When the information services of the agriculture and animal husbandry departments of the state were combined to form the Farm Information Bureau (FIB) on 1 January 1969, Hali took over as its first Principal Information Officer. He served in that post until 1983. He retired as the director of the agriculture department in 1989.

Hali was instrumental in starting agriculture-related articles in Malayalam daily newspapers. He was among the early authors of articles in Karshikarangam, the column dedicated to agriculture in Mathrubhumi. He was also involved in promoting programs on agriculture in radio and television, including Vayalum Veedum in Akashavani (All India Radio) and Noorumeniyude Koithukar and Nattinpuram in Doordarshan. He was also the first full-time editor of Kerala Karshakan, a monthly farm magazine published by the Government of Kerala since 1954. He also authored a reference book on agriculture in Malayalam titled Krishipadam. His efforts helped in promoting the latest advancements in the field of agriculture among Kerala's farmers. He also played a role in opening Krishi Bhavans and popularising group farming in Kerala. He had also served as a consultant to the MS Swaminathan Research Foundation.
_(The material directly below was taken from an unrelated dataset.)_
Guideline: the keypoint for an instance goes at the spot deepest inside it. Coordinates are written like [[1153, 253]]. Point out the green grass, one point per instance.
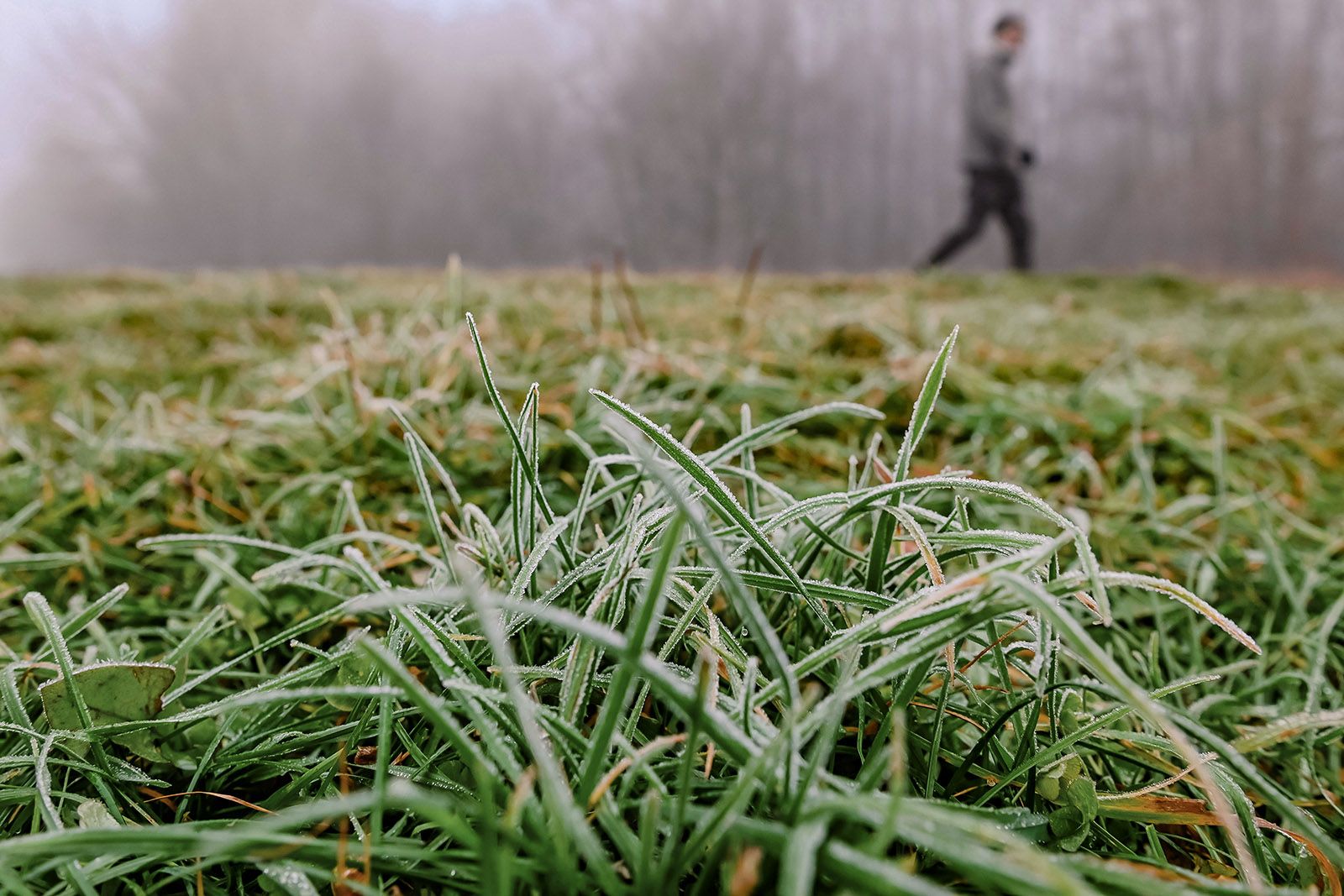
[[434, 627]]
Even after retiring from his official role in the agriculture department Hali continued to be involved in the agriculture sector, writing extensively and communicating with the farming community. He also played the role of an advisor to State governments.

Hali was a recipient of the first Karshaka Bharathi Award for farm journalism and the Kerala Press Academy Award.

Hali was the son of P. M. Raman, the first municipal chairman of Attingal. He was also the brother of R. Prasannan, a former secretary of the Kerala Assembly and R. Prakasam, former MLA of Kerala.